Ter bom comportamento. Ricardo Gueiros pontua, no entanto, que o requerimento de prisão domiciliar pode ser feito pela defesa a qualquer momento. O professor explica que, em tese, para o condenado conseguir o regime domiciliar, não precisa cumprir as etapas de progressão de pena. "Um dos requisitos é ter bom comportamento e, isso, Lula pode demonstrar agora. Desde já", explica. 

Pagar a multa. Uma lei sancionada pelo próprio Lula, em 2003, se tornou uma exigência para progressão ao regime semiaberto a reparação de danos provocados à administração pública nos crimes praticados. No julgamento, a maioria dos ministros votou pela redução da reparação, que anteriormente era fixada em R$ 29 milhões.

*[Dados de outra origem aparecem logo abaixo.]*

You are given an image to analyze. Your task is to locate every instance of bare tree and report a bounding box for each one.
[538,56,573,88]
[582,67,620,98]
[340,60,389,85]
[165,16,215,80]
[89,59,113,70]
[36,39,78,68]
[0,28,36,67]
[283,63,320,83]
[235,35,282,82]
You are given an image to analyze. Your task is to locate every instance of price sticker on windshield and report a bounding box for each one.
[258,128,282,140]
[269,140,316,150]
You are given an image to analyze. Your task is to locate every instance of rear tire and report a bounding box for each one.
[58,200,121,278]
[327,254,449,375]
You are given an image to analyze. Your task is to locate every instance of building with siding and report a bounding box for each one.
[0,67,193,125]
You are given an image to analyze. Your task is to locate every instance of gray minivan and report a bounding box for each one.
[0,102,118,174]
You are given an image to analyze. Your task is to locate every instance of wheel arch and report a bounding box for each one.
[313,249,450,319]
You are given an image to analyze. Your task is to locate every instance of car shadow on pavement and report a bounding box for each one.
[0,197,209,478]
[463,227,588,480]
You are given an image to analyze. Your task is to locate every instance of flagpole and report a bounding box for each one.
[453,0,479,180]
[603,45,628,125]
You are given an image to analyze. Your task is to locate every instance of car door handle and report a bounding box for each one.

Agora, o ex-presidente vai precisar pagar R$ 2,4 milhões, que é o valor do apartamento. 

Segundo o jornal "Folha de S.Paulo", o ex-presidente já teve R$ 9,6 milhões bloqueados. 

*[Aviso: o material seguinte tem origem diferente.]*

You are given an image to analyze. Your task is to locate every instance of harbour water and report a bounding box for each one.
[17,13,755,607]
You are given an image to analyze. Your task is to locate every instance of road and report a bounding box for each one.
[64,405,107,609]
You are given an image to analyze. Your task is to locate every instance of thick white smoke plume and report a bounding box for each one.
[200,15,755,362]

O que pode fazer Lula voltar à cadeia? 

Condenação no sítio de Atibaia. É importante destacar que a situação do ex-presidente pode sofrer mudanças por conta de outra condenação. Se trata do caso do sítio de Atibaia, em São Paulo. No processo, em que é acusado de ter recebido propinas para reformas no sítio, Lula foi condenado em primeira instância. Com isso, a pena ainda não foi cumprida. Caso seja condenado em segunda instância pelo TRF-4, a pena deve ser somada ao do caso do triplex. 

Resultado? Caso a soma das duas penas seja superior a oito anos, o ex-presidente perde o direito do regime semiaberto. "Trata-se da unificação da pena, prevista na Lei de Execução Penal. As penas serão somadas e, se excedem oito anos, volta ao cumprimento em regime fechado. Vai depender de quanto será condenado pelo sítio de Atibaia", esclarece Margareth. 

ANÁLISE

“A decisão, naturalmente, foi muito importante para Lula por conta da redução da pena. Evidentemente é sempre uma boa notícia saber que a sua pena foi reduzida em, mais ou menos, três anos. Mas, concretamente, a vida dele muda muito pouco nos próximos meses. Por esse novo cálculo, Lula só fará jus À progressão de regime em setembro.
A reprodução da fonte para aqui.